Just finished reading Freakonomics, the much-discussed popularization of applied statistics by Steven D. Levitt and Stephen J. Dubner, economist and writer respectively. Although Levitt won the Nobel Prize for Economics, this best-seller really is about “applied statistics” rather than economics. It’s also undeniably accessible to any moderately educated reader. It takes much less time to read than you would expect any book on either statistics or economics to take. It would be a better book if the reader could be expected to spend more time on it, as it feels dumbed down in its current state.
On the plus side, almost all of the case studies are interesting, ranging from the impact of radily available abortions to a cheating scandal by Chicago teachers (yes, teachers) to the minimal effect that parents can have on how their kids turn out. The mathematical arguments are clear and easy to follow. The political and social conclusions are clear and well-argued, although certainly not beyond question. And even though the book is about statistics more than economics, there is an economic theme that runs through the entire book as a common thread: the importance of incentives.

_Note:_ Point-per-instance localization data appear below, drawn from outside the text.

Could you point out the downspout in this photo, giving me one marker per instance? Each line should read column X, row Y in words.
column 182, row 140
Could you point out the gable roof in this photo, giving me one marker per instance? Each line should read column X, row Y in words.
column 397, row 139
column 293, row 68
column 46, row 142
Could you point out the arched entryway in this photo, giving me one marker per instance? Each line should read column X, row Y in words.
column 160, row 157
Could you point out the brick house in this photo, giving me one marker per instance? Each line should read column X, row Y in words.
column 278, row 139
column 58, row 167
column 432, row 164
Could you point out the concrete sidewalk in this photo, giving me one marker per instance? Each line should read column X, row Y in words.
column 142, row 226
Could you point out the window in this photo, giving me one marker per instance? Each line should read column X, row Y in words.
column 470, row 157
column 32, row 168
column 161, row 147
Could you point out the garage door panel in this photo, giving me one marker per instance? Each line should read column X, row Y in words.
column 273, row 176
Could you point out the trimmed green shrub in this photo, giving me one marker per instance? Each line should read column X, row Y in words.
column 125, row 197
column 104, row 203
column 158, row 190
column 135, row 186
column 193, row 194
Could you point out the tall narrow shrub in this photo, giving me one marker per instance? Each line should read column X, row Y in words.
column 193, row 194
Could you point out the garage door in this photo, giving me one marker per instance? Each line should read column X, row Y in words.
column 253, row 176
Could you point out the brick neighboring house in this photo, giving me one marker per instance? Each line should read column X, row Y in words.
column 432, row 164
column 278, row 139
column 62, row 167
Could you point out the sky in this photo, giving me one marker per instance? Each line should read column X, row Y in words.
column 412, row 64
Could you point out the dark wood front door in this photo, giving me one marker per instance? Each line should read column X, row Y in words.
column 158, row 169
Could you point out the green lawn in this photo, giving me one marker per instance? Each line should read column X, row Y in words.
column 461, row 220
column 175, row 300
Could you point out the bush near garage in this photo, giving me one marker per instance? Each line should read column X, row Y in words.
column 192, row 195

A concluding section on the impact of first names is particularly interesting, addressing not only the possible bias caused by certain names but also the history and future of the distribution of names.
There’s a lot of other intriguing material, mostly social and political rather than economic or mathematical — how the media and the politicians have spread incorrect information about crime rates, for instance. Questions of causality vs. correlation are raised in many places, though not always satisfactorily addressed. And therein lies the minus side of this book: Levitt and Dubner combine an incomplete discussion of causality with the superficiality that I mentioned in the first paragraph.
On balance, Freakonomics, is worth reading, and definitely worth thinking about, but it could have been a much stronger book.